Rede Brasil Atual - O movimento estudantil promove nesta quarta-feira (15) em todo o país um Dia Nacional de Mobilização pela Revogação do Novo Ensino Médio (NEM), regulado pela Lei 13.415/2017.
Esse sistema de ensino tem sido objeto de críticas e polêmicas desde sua implantação em 2017. A proposta era de flexibilizar o currículo e oferecer aos alunos uma formação mais direcionada às suas áreas de interesse, mas, na prática, o que ocorre, segundo o movimento estudantil, é uma grande falta de clareza em relação aos objetivos da reforma e um projeto sem debate público e sem ouvir nem educadores, nem estudantes.
As atividades propostas para esta quarta-feira pela União Brasileira de Estudantes Secundaristas (UBES) contam com apoio de organizações como a Confederação Nacional dos Trabalhadores da Educação (CNTE), que sempre lutou contra a medida.

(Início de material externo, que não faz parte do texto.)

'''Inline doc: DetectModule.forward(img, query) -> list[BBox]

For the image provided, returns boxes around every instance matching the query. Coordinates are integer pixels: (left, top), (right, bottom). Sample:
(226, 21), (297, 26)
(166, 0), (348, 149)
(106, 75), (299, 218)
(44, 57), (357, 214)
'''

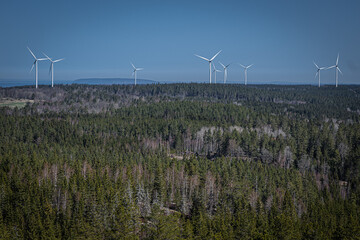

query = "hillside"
(0, 84), (360, 239)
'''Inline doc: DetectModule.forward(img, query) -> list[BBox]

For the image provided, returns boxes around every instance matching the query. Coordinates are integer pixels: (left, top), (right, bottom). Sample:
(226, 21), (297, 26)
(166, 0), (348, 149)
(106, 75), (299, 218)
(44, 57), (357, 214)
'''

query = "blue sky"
(0, 0), (360, 84)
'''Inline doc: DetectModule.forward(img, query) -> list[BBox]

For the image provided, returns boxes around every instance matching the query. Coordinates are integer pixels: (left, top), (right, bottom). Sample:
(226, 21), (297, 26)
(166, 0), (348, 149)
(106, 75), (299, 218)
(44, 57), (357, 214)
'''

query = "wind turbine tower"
(194, 50), (221, 84)
(327, 54), (342, 87)
(213, 63), (221, 84)
(43, 53), (64, 87)
(239, 63), (254, 85)
(131, 63), (143, 85)
(314, 62), (327, 87)
(219, 62), (231, 84)
(27, 47), (47, 88)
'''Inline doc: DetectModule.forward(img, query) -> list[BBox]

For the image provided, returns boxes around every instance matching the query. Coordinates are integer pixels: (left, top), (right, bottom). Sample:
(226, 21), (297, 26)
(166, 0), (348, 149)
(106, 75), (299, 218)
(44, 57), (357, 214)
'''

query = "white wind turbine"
(194, 50), (221, 84)
(314, 61), (327, 87)
(327, 54), (342, 87)
(212, 63), (221, 84)
(131, 63), (143, 85)
(239, 63), (254, 85)
(27, 47), (47, 88)
(43, 53), (64, 87)
(219, 62), (231, 83)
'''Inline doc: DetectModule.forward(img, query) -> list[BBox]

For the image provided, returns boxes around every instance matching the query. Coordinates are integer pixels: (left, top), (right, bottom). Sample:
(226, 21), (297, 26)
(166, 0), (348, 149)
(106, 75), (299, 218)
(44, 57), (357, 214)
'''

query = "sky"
(0, 0), (360, 85)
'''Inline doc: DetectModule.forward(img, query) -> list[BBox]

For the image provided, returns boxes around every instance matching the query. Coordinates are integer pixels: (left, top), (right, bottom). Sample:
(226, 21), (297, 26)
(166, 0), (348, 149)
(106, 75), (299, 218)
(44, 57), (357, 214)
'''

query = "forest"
(0, 83), (360, 239)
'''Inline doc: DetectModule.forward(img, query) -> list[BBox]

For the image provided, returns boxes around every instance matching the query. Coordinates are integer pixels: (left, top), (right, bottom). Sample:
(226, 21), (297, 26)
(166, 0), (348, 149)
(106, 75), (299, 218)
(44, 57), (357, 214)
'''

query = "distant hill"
(73, 78), (158, 85)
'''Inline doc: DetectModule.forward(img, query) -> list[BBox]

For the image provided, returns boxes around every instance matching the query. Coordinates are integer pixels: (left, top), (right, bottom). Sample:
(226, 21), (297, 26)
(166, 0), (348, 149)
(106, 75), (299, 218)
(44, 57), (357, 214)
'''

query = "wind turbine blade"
(211, 62), (216, 71)
(210, 50), (222, 61)
(43, 53), (52, 61)
(30, 63), (35, 72)
(337, 67), (343, 75)
(314, 61), (319, 69)
(27, 47), (36, 59)
(194, 54), (210, 61)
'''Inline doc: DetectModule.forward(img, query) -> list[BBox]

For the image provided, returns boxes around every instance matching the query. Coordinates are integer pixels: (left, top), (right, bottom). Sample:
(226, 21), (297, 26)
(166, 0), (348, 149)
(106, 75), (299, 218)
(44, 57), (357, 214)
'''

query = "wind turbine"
(314, 61), (327, 87)
(239, 63), (254, 85)
(194, 50), (221, 84)
(219, 62), (231, 83)
(327, 54), (342, 87)
(27, 47), (47, 88)
(212, 63), (221, 84)
(131, 63), (143, 85)
(43, 53), (64, 87)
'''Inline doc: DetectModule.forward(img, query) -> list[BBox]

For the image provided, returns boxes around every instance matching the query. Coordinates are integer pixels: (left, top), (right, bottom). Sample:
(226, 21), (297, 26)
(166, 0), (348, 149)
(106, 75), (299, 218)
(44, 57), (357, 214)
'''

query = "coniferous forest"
(0, 84), (360, 239)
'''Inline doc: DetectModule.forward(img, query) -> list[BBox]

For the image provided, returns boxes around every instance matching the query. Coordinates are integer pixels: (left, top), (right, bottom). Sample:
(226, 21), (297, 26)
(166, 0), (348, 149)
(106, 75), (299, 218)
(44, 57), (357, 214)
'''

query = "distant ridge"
(73, 78), (158, 85)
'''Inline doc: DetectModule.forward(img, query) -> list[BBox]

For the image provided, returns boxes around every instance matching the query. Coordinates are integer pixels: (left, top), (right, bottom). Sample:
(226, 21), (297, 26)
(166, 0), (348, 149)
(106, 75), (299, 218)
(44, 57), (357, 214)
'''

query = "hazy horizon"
(0, 0), (360, 85)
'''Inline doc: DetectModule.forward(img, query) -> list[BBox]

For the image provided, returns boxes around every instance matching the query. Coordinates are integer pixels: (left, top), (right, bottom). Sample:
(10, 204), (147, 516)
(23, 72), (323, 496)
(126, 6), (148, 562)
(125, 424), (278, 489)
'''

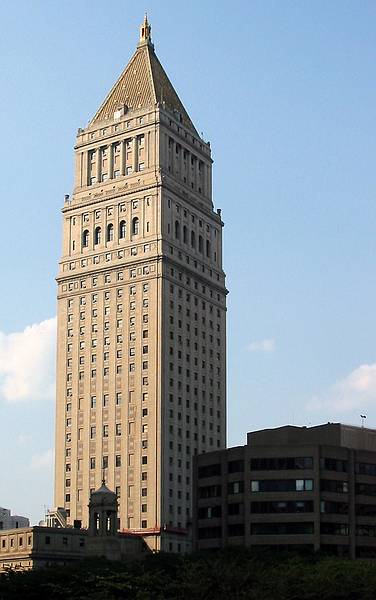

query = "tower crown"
(90, 15), (198, 136)
(138, 13), (152, 46)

O presidente da CNTE e coordenador do Fórum Nacional Popular da Educação, Heleno Araújo, divulgou um comunicado para a base explicando a importância de lutar contra essa lei que alterou para pior a estrutura funcional do ensino médio, prejudicando milhares de estudantes, bem como, os profissionais do magistério público e privado.
Na nota, Heleno conclamou as entidades filiadas à CNTE a mobilizar, ajudar e estimular a participação no ato convocado pela UBES, em consonância com o calendário indicado pelo Fórum Nacional Popular de Educação (FNPE).